I remember the first time Inglis ran for the Senate. He promised he was not going to DC and become a fixture there. He pulled a couple of hitches and then he ran for Congress. I’ve lost count how many times he’s run for Congress. I guess we don’t have to worry about him anymore.

PintoNag

Unfortunately, there are some of these wingnuts running around being very vocal. We have our share locally. I’ve had the chance to talk with them (briefly), and they are very knowlegable (within their delusional framework), very sincere, very personable…and absolutely parvo in the head, every last one of them.
Having said that, however, I would have to agree that a random call would not put that many conspiracy theorists in one room together. I’d really want to see some video of this meeting, before I believed what the Congressman said.

Old Tanker

RON PAUL!!!

Toothless Dawg

I guess I’m one of them random fruit loops.
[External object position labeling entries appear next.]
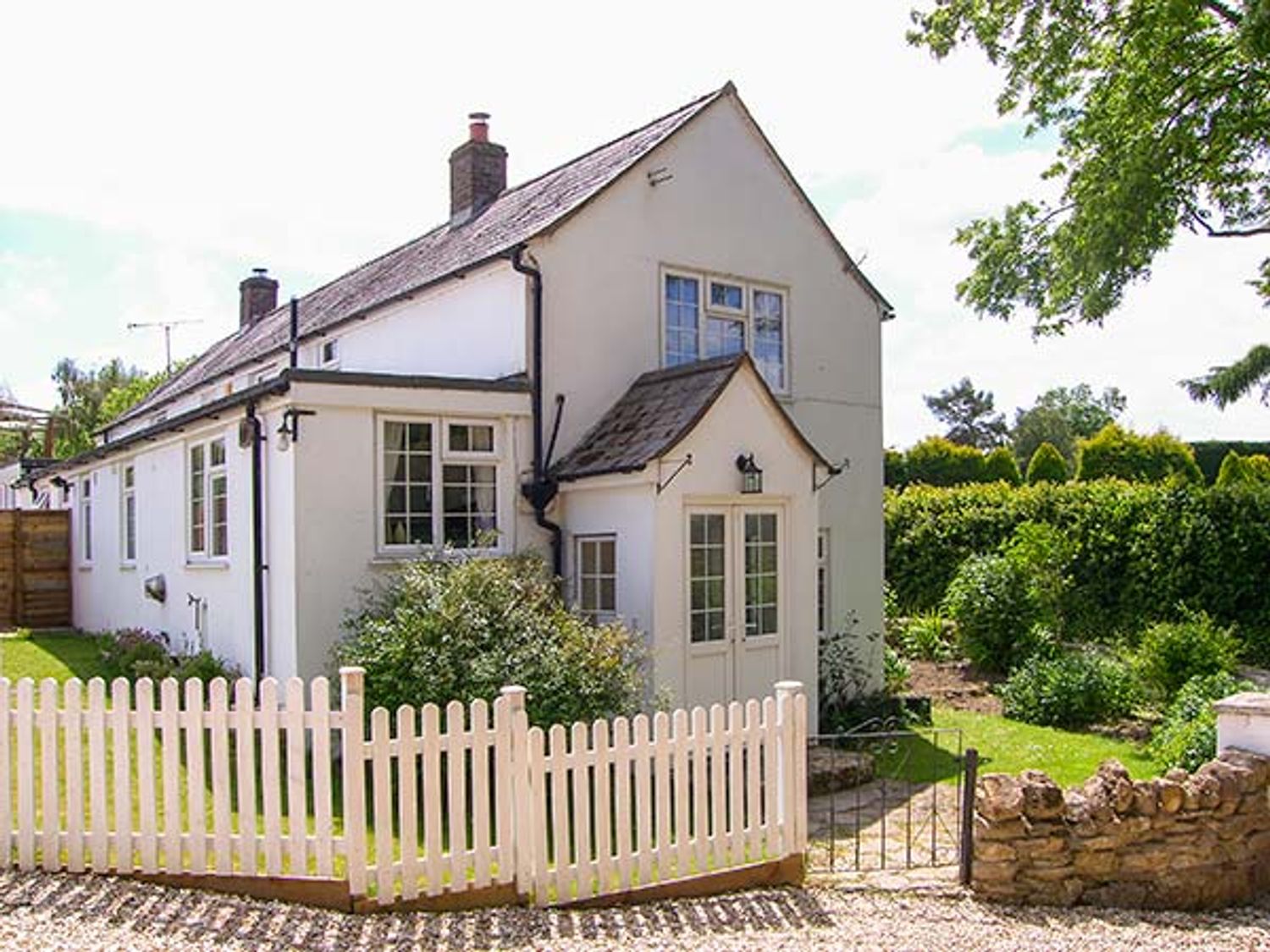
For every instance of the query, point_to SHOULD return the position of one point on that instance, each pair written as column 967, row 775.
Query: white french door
column 736, row 612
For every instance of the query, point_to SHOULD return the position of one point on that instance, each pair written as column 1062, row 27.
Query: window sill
column 207, row 564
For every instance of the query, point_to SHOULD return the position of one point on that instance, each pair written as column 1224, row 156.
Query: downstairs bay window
column 439, row 484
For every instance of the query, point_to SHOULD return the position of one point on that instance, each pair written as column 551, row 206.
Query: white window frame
column 441, row 456
column 127, row 494
column 84, row 505
column 211, row 472
column 744, row 316
column 597, row 614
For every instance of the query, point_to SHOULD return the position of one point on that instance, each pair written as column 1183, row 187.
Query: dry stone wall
column 1183, row 842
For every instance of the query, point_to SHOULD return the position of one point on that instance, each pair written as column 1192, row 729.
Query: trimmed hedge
column 1140, row 550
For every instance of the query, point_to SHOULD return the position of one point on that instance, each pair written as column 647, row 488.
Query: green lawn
column 48, row 654
column 1067, row 757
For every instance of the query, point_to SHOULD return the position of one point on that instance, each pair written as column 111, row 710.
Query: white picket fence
column 429, row 801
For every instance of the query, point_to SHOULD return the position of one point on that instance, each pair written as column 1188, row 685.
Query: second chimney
column 258, row 294
column 478, row 172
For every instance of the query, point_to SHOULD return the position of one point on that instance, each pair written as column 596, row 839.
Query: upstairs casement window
column 86, row 504
column 596, row 573
column 208, row 500
column 129, row 515
column 437, row 490
column 706, row 316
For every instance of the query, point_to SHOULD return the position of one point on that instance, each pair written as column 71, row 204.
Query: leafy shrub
column 462, row 629
column 941, row 462
column 1137, row 550
column 1171, row 654
column 894, row 670
column 1186, row 736
column 1072, row 690
column 926, row 636
column 1115, row 452
column 1046, row 465
column 135, row 652
column 1000, row 466
column 995, row 607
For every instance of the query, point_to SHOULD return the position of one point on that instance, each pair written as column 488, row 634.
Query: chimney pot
column 478, row 172
column 258, row 296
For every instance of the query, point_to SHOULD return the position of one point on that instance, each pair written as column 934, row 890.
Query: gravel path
column 58, row 911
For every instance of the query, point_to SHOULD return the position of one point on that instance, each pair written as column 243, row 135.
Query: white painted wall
column 726, row 210
column 337, row 513
column 108, row 594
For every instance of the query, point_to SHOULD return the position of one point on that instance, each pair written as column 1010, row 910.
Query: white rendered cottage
column 648, row 363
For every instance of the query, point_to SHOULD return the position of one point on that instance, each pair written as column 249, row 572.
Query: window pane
column 724, row 337
column 681, row 320
column 770, row 337
column 726, row 296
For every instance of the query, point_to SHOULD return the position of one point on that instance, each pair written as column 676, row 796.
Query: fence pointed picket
column 121, row 740
column 352, row 692
column 169, row 739
column 5, row 779
column 381, row 784
column 604, row 806
column 754, row 848
column 718, row 789
column 700, row 791
column 73, row 739
column 220, row 730
column 643, row 753
column 680, row 751
column 579, row 758
column 196, row 804
column 50, row 814
column 99, row 822
column 25, row 724
column 482, row 746
column 408, row 806
column 246, row 759
column 297, row 773
column 456, row 782
column 323, row 832
column 271, row 784
column 431, row 744
column 622, row 829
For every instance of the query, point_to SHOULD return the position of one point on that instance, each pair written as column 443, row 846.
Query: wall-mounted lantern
column 751, row 476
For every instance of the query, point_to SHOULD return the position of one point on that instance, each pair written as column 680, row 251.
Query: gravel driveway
column 60, row 911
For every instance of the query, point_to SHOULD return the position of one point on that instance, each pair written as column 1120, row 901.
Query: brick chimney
column 478, row 172
column 258, row 294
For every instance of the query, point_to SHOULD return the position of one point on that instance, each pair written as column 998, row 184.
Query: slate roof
column 513, row 217
column 657, row 413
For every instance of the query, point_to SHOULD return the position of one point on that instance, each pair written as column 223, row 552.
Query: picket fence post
column 516, row 845
column 352, row 702
column 790, row 804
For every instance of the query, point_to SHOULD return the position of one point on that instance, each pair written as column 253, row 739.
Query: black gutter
column 258, row 566
column 248, row 395
column 543, row 489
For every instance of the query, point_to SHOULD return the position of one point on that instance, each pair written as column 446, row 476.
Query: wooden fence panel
column 35, row 569
column 465, row 800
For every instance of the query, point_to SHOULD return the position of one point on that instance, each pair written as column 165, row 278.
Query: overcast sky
column 154, row 154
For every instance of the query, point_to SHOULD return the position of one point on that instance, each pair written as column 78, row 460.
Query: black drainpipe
column 258, row 566
column 541, row 490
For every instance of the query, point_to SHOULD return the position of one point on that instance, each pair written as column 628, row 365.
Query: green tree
column 941, row 462
column 1000, row 466
column 91, row 399
column 1046, row 465
column 1135, row 457
column 969, row 415
column 1162, row 113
No I don’t believe the banks bought me when I was born, no I don’t believe space ships are coming behind the clouds to carry us away to nirvana but I do have doubts about the presidential eligibility of obammy and have doubts about his being a natural born citizen. Oh well … tha’s just me!!!

PintoNag

#4 T.D.:
No, you’re no fruit loop; you’re just being prudent and asking questions. There is a BIG DIFFERENCE between your line of thinking and the conspiracy therorists, believe me! And in case you’re not sure what I’m talking about as far as the difference, I’ll tell you: it’s PARANOIA. They are; you ain’t. It’s that simple.

jonp

I, for one, do not know what country the president was born in as he still has not released a birth certificate. Why he dosn’t just do it and stop all the bullshit is beyond me.